Hoe groter een instantie, bedrijf of school hoe meer functies, hoe meer miscommunicatie en hoe meer rompslomp. Ik ervaar het soms doordat ik ergens rondloop; in soms erg grote hallen met hoge ramen waar multifunctionele ruimtes zijn, en me voel verdrinken in die ruimte. Meteen gaan mijn gedachten terug naar mijn twaalfde leeftijd waarbij ik voor het eerst in zo’n grote hal stond en het gevoel had te verdrinken in de ruimte. Sindsdien zijn sommige scholen alleen maar groter gegroeid. Het zijn bedrijven geworden met handelswijzen.
Bureaucratie. Niets gaat vanzelf, dat snapt iedereen. Maar dat een simpele aanvraag, correctie, input, output, verslag, e-mail, telefoongespreknotitie, factuurafhandeling met de meest kromme route genomen wordt blijft me verbazen.
‘Wie heb je gesproken dan?’ ‘Wanneer heeft u dan gemaild?’ Kan het ook anders?
Vanmiddag was ik bij een overleg waarbij nieuwe methoden besproken werden. In hoeverre kan een organisatie een verandering aan? Dat was onder andere een vraag. Interessante en delicate kwesties kwamen langs. Het is fascinerend om daarbij te zijn en mee te denken over andere routes. Ik vertelde over mijn gevoel; dat er een omslag gaat plaatsvinden en dat de organisaties en structuren die de risico’s willen nemen straks voorop lopen.
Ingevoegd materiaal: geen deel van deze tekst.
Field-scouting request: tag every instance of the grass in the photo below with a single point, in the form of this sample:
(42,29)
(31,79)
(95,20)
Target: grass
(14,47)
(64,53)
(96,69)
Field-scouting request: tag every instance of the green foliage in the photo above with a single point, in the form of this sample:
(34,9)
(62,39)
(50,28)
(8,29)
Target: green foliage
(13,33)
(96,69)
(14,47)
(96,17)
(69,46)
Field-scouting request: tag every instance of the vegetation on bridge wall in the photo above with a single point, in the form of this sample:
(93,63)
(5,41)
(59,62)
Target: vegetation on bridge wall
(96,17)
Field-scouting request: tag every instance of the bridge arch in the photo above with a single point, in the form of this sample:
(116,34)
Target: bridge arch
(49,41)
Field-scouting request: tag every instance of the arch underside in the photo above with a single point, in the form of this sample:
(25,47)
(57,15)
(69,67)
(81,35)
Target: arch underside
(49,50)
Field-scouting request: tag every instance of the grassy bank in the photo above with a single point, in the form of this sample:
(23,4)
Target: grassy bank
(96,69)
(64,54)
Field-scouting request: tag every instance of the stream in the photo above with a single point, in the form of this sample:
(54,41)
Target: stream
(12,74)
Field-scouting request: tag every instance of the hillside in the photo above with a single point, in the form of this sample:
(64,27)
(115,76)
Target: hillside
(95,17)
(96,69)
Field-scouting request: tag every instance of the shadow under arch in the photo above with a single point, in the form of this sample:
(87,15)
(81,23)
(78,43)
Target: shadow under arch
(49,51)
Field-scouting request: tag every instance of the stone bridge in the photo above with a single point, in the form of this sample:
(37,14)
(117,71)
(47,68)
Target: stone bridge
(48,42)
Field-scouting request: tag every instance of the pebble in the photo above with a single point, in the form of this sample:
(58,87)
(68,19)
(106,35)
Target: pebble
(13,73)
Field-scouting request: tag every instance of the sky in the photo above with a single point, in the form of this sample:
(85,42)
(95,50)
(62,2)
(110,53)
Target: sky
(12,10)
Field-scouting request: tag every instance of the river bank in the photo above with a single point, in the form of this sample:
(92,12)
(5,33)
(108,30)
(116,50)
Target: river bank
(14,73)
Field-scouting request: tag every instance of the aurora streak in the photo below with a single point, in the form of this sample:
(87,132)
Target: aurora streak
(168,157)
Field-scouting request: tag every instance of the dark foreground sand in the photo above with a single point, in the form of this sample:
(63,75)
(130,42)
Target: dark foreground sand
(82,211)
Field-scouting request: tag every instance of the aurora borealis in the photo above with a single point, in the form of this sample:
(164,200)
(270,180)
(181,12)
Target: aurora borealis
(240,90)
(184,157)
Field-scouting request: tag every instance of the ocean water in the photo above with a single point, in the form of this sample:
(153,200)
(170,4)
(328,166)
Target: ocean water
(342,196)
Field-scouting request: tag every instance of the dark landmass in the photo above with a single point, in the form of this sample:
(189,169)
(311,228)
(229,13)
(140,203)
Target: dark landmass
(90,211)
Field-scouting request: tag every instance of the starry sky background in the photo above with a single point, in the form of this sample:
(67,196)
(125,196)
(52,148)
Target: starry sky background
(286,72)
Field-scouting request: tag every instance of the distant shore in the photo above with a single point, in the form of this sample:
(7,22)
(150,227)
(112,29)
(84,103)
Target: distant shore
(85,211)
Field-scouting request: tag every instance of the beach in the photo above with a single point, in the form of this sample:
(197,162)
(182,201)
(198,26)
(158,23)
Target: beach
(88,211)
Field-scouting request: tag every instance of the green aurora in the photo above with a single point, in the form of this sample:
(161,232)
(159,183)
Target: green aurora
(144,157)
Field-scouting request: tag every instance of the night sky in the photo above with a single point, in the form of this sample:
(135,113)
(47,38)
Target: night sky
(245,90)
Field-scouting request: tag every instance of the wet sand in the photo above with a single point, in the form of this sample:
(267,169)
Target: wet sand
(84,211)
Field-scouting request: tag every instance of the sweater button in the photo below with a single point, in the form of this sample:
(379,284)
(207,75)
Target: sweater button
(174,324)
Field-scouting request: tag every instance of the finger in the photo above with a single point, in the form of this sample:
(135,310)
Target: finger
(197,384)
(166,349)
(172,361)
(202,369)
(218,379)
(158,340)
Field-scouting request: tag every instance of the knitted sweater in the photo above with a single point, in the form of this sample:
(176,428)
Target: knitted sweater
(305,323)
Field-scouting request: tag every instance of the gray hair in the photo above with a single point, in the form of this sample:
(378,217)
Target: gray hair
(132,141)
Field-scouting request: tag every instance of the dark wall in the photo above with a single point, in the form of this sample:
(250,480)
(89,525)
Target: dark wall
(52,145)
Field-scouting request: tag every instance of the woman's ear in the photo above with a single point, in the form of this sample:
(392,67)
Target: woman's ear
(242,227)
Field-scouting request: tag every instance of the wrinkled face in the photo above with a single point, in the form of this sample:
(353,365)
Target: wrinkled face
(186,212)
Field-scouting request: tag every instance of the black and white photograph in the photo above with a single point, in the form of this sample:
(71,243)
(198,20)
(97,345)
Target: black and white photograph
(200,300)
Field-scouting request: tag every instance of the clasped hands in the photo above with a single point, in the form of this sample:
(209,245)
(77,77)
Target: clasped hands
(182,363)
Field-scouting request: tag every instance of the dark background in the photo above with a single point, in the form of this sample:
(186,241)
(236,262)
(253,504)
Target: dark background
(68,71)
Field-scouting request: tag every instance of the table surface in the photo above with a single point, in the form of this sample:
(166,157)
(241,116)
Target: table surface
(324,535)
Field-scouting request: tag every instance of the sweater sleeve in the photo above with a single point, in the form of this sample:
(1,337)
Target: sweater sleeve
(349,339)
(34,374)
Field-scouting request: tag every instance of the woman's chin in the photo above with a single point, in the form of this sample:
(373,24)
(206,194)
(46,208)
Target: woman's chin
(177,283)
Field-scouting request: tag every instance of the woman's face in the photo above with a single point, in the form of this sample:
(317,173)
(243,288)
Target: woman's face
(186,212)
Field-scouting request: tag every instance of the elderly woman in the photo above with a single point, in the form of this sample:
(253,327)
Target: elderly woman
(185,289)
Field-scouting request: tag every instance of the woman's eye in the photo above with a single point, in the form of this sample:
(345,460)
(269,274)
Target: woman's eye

En dat ik het gevoel heb dat ik dan vooraan sta en niet achteraan. Dat het uitdaagt om mee te maken hoe die omslag zal zijn. Dat het bloed, zweet en tranen kost maar dat ik straks met rechte schouders vooraan zal staan. Dat het hoop geeft op een andere, en vooral betere leefwereld. Dat ik streef naar zo’n verandering. Omslag. Dat we nu nog eerst even groot denken maar klein houden. En dat ik snak naar groot denken en groot worden.
Voor die afspraak zat ik in een lunchdate waar we spraken over missies. De missie van je leven. Ik geloof namelijk dat iedereen een taak heeft in deze wereld. Iedereen heeft wat toe te voegen. Ik vertelde dat ik er nog niet helemaal over uit ben welke taak ik te volbrengen heb en dat ik daar soms ongedurig en ongeduldig van word. ‘Wat als je missie of taak is wat je nu geeft?’ Poeh, daar schotelde mijn gesprekspartner even een ‘kriebelvraag’ voor. Wat als ik meer wilde?
En zo ging ik naar huis; mijn hoofd vol gedachten en ideeën. Van die gedachten en ideeën die zouden kunnen werken. Op een dag. Misschien. Ooit.